Worum gehts?




ICH BIN EIN FREIER MENSCH!
"Ich will unter keinen Umständen ein Allerweltsmensch sein. Ich habe ein Recht darauf, aus dem Rahmen zu fallen - wenn ich es kann. Ich wünsche mir Chancen, nicht Sicherheiten. Ich will kein ausgehaltener Bürger sein, gedemütigt und abgestumpft, weil der Staat für mich sorgt. Ich will dem Risiko begegnen, mich nach etwas sehnen und es verwirklichen, Schiffbruch erleiden und Erfolg haben. Ich lehne es ab, mir den eignen Antrieb mit einem Trinkgeld abkaufen zu lassen. Lieber will ich den Schwierigkeiten des Lebens entgegentreten, als ein gesichertes Dasein führen; lieber die gespannte Erregung des eigenen Erfolgs als die dumpfe Ruhe Utopiens. Ich will weder meine Freiheit gegen Wohltaten hergeben noch meine Menschenwürde gegen milde Gaben. Ich habe gelernt, selbst für mich zu denken und zu handeln, der Welt gerade ins Gesicht zu sehen und zu bekennen: dies ist mein Werk. Das alles ist gemeint, wenn ich sage: Ich bin ein freier Mensch."
(Albert Schweitzer)

Dienstag, 8. März 2016

Die wichtige Botschaft eines interessanten Mannes

Letzten Monat ist ja bekannt Roger Willemsen im Alter von 60 Jahren gestorben. Für mich nicht offensichtlich nachvollziehbar, da er in meinen Augen ein hochinteressantes und erfüllendes Leben geführt hat.

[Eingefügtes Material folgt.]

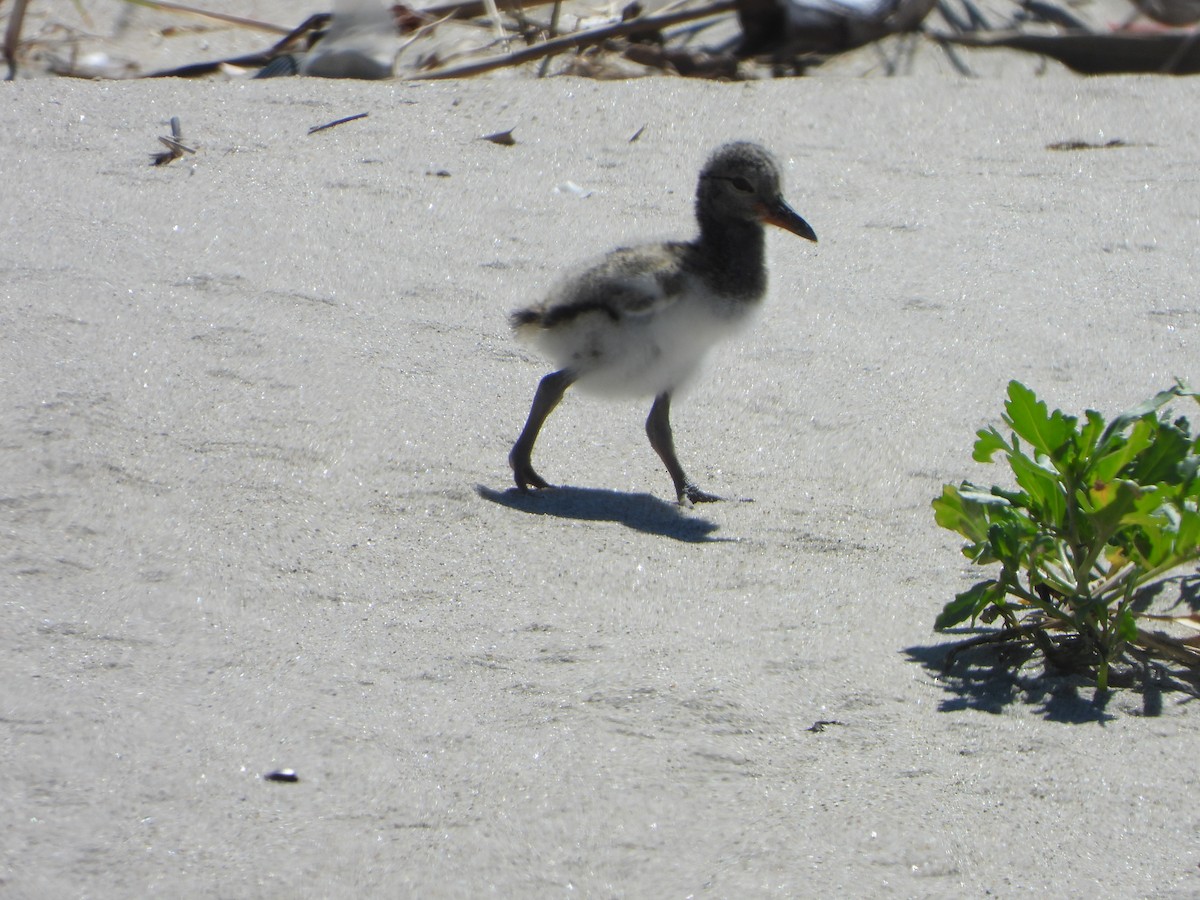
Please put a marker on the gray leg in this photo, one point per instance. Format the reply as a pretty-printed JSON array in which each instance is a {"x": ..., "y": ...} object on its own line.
[
  {"x": 550, "y": 390},
  {"x": 658, "y": 430}
]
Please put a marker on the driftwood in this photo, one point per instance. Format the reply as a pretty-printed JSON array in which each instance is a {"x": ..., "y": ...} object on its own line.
[
  {"x": 407, "y": 19},
  {"x": 1098, "y": 53},
  {"x": 583, "y": 39}
]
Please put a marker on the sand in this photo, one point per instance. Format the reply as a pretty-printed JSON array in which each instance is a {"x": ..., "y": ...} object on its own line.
[{"x": 256, "y": 513}]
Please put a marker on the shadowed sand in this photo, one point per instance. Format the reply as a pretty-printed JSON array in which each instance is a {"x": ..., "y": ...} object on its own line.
[{"x": 256, "y": 510}]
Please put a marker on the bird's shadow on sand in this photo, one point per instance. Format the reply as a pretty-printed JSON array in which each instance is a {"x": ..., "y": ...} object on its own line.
[
  {"x": 988, "y": 678},
  {"x": 640, "y": 511}
]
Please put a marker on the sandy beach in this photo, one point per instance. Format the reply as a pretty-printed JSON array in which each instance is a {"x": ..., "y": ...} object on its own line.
[{"x": 256, "y": 511}]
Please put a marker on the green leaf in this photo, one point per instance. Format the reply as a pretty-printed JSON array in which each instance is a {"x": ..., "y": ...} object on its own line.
[
  {"x": 1164, "y": 459},
  {"x": 1029, "y": 418},
  {"x": 1146, "y": 408},
  {"x": 1109, "y": 466},
  {"x": 969, "y": 604},
  {"x": 959, "y": 514},
  {"x": 1043, "y": 486},
  {"x": 1110, "y": 504}
]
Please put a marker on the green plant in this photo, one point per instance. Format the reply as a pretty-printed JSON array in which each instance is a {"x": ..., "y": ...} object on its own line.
[{"x": 1099, "y": 511}]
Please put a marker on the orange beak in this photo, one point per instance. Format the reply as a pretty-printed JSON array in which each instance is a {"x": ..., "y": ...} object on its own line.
[{"x": 780, "y": 215}]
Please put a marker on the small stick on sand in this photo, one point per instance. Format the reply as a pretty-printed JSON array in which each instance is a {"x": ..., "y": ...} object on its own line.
[
  {"x": 315, "y": 129},
  {"x": 174, "y": 144}
]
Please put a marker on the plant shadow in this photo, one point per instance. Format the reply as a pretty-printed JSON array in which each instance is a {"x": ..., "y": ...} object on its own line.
[
  {"x": 639, "y": 511},
  {"x": 990, "y": 677}
]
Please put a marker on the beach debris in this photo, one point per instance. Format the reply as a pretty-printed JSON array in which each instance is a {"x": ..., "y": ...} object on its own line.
[
  {"x": 1174, "y": 13},
  {"x": 334, "y": 124},
  {"x": 574, "y": 190},
  {"x": 822, "y": 724},
  {"x": 1086, "y": 144},
  {"x": 366, "y": 39},
  {"x": 361, "y": 41},
  {"x": 1092, "y": 53},
  {"x": 798, "y": 27},
  {"x": 504, "y": 138},
  {"x": 12, "y": 36},
  {"x": 174, "y": 144}
]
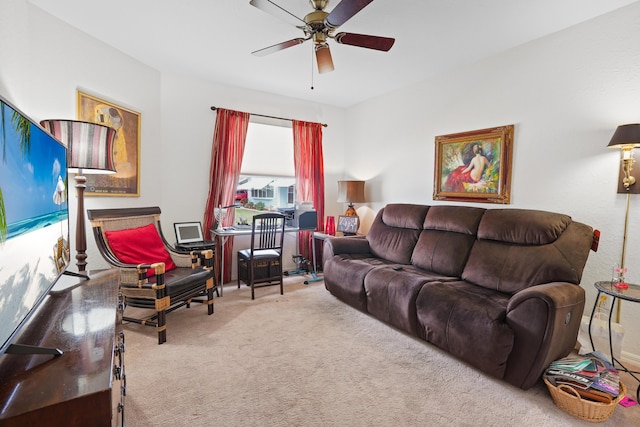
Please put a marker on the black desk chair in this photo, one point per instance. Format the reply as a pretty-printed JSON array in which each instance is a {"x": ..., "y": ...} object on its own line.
[{"x": 262, "y": 262}]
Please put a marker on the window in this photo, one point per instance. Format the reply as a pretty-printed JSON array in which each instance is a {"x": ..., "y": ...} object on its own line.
[{"x": 267, "y": 174}]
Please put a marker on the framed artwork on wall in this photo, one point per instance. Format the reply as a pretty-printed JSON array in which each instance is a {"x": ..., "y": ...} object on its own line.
[
  {"x": 474, "y": 166},
  {"x": 126, "y": 152}
]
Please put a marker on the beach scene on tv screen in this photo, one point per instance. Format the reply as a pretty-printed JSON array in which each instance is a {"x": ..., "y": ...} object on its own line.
[{"x": 33, "y": 216}]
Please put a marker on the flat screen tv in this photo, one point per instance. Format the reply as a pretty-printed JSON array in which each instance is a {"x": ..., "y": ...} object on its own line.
[{"x": 34, "y": 218}]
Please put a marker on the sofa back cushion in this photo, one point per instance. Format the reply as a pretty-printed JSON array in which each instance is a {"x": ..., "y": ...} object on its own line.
[
  {"x": 395, "y": 231},
  {"x": 446, "y": 241},
  {"x": 519, "y": 248}
]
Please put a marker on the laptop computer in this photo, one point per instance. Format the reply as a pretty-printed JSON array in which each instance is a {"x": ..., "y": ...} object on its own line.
[{"x": 189, "y": 236}]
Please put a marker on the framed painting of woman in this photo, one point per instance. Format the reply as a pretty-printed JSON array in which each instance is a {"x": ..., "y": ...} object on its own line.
[{"x": 474, "y": 166}]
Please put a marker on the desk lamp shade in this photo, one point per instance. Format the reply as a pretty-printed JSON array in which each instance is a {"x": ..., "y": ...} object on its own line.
[
  {"x": 351, "y": 192},
  {"x": 89, "y": 150}
]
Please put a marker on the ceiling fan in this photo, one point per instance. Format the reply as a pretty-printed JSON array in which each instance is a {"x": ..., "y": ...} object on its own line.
[{"x": 320, "y": 26}]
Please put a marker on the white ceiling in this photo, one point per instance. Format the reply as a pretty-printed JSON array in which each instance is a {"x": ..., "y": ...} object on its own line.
[{"x": 213, "y": 39}]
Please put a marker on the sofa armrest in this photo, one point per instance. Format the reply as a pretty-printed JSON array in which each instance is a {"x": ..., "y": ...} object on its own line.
[{"x": 545, "y": 320}]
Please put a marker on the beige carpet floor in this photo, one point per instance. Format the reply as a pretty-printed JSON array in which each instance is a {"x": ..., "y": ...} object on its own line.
[{"x": 307, "y": 359}]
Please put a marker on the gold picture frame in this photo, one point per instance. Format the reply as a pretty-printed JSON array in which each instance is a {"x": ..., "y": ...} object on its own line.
[
  {"x": 348, "y": 224},
  {"x": 126, "y": 152},
  {"x": 474, "y": 166}
]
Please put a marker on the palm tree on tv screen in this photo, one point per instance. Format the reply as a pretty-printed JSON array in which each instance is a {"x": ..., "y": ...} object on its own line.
[{"x": 22, "y": 127}]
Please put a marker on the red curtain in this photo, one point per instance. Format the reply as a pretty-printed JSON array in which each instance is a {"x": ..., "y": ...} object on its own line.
[
  {"x": 227, "y": 150},
  {"x": 309, "y": 168}
]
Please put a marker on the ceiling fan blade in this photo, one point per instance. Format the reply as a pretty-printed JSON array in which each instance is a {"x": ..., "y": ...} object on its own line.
[
  {"x": 344, "y": 11},
  {"x": 278, "y": 47},
  {"x": 363, "y": 40},
  {"x": 323, "y": 57},
  {"x": 274, "y": 10}
]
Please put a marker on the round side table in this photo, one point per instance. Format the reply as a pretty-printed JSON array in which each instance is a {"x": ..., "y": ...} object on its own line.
[{"x": 632, "y": 294}]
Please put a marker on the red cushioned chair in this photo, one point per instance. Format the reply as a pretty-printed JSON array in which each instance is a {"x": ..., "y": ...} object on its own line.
[{"x": 155, "y": 279}]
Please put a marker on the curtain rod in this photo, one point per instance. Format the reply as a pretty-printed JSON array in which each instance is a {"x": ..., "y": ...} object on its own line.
[{"x": 269, "y": 117}]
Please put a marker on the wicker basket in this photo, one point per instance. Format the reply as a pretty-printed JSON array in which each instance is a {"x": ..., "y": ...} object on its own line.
[{"x": 567, "y": 399}]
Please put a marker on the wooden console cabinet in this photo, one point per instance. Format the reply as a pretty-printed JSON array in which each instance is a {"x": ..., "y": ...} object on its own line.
[{"x": 85, "y": 386}]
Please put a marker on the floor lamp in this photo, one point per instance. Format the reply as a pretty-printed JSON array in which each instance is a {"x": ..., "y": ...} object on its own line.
[
  {"x": 89, "y": 150},
  {"x": 626, "y": 138}
]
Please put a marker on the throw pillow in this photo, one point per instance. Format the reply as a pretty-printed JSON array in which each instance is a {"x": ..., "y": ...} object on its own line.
[{"x": 142, "y": 245}]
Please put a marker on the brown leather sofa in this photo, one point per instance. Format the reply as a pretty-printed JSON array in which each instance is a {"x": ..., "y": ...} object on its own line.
[{"x": 497, "y": 288}]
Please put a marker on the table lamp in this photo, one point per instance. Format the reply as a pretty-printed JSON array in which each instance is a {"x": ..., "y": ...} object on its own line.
[
  {"x": 89, "y": 150},
  {"x": 626, "y": 138},
  {"x": 351, "y": 192}
]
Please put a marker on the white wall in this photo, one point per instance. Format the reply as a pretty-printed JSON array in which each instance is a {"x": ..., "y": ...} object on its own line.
[
  {"x": 41, "y": 79},
  {"x": 565, "y": 93}
]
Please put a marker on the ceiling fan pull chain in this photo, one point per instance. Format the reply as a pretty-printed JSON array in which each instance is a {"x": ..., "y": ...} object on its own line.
[{"x": 312, "y": 54}]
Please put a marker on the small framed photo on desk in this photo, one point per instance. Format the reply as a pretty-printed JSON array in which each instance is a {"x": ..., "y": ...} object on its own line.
[{"x": 347, "y": 224}]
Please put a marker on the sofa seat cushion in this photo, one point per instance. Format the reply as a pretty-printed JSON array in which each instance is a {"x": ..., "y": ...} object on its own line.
[
  {"x": 468, "y": 321},
  {"x": 349, "y": 272},
  {"x": 391, "y": 294}
]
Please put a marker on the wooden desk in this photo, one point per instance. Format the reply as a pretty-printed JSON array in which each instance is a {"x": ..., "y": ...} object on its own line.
[{"x": 85, "y": 386}]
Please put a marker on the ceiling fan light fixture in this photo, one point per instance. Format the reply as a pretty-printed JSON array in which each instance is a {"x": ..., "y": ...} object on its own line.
[
  {"x": 319, "y": 25},
  {"x": 323, "y": 58}
]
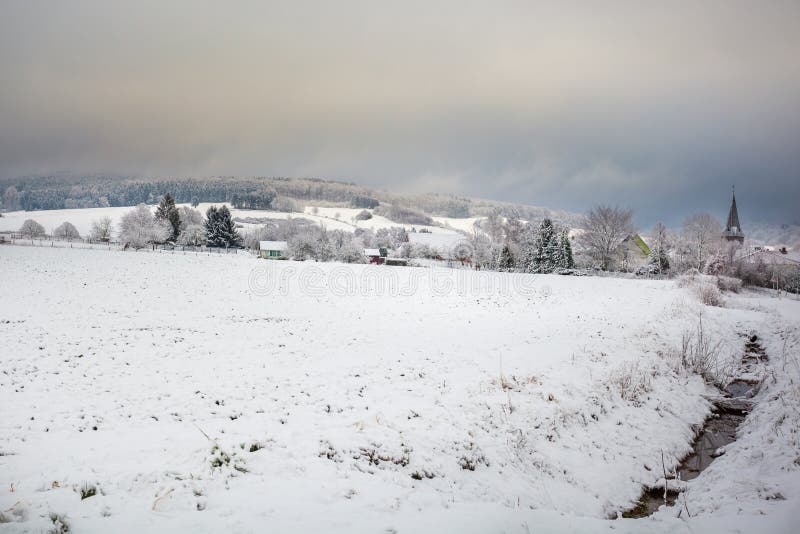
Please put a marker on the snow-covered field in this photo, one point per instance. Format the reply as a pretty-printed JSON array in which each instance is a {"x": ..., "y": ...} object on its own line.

Aber scheinbar war es dann doch anders, als es aussah. Ich mag seine brillante Intelligenz, sein Wissen und sein glaubhaftes Lächeln, was er fast immer im Gesicht hat. Ich schreibe in der Gegenwart, weil ich mir auf YouTube in den letzten Tagen sehr viele Sendungen und Interviews mit ihm angeschaut habe. Er wurde von einem seiner Interviewer gefragt, was er auf den Reisen an die Enden der Welt gefunden und erkannt hat.
Darauf antwortete er, egal wo immer ich auch hingekommen bin, konnte ich feststellen, das die Natur zu Grunde geht.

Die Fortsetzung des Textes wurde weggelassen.